Good performance: I usually have anywhere from 5 to 10 VMs for various projects on my computers at any given time. In order to run them effectively I needed something that run 2-3 VMs at once. This also meant supporting Hardware Virtualization (for hyper-v support) and a fast hard drive.



Support for a large memory footprint: Adding memory to a laptop is one of the easiest ways to increase performance, and with the tendency for memory to consistently fall in price month after month I wanted something that could be upgraded to 8Gb
Good sized screen: My last laptop had a 13.3 inch screen. It was ok for most apps, but I was starting to feel cramped.
Portability: My last real want was something that I didn’t have to lug around.

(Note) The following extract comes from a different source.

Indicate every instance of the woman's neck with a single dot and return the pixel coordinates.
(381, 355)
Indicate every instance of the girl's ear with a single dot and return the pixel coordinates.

This need tends to conflicts with my previous needs.
After careful consideration, and a visit to the Future of Computing tour put on by Dell where I could take a look at the laptop I decided on the Dell E6400 series laptop. Here are the specs for the model I chose:



•    T9600 (2.80GHZ) Core 2 DUO
•    4GB Ram
•    250GB HDD 7200RPM
•    NVidia Quadro NVS 160M
•    14 inch wide screen LED backlit display
•    Backlit Keyboard
•    6 cell and 9 cell batteries
•    A/G/N Intel Wifi Card
•    Bluetooth, Finger print Reader, TPM, eSATA Port, Smart Card Reader, RFID reader



First impressions:
This laptop is solid. The body is made from magnesium alloy, and the hinges are made from high grade metal. There is no flex in the body of the laptop. And the keyboard feels solid when you type on it.  The screen is gorgeous. The colours really pop off the screen and the LED backlit makes a huge difference when it comes to colour consistency from various viewing angles. The laptop is definitely fast, But Quite! When idling, or just writing you can barely hear the cooling system. When you load up a VM or a 3D intensive application the laptop does become a bit louder, but this is understandable.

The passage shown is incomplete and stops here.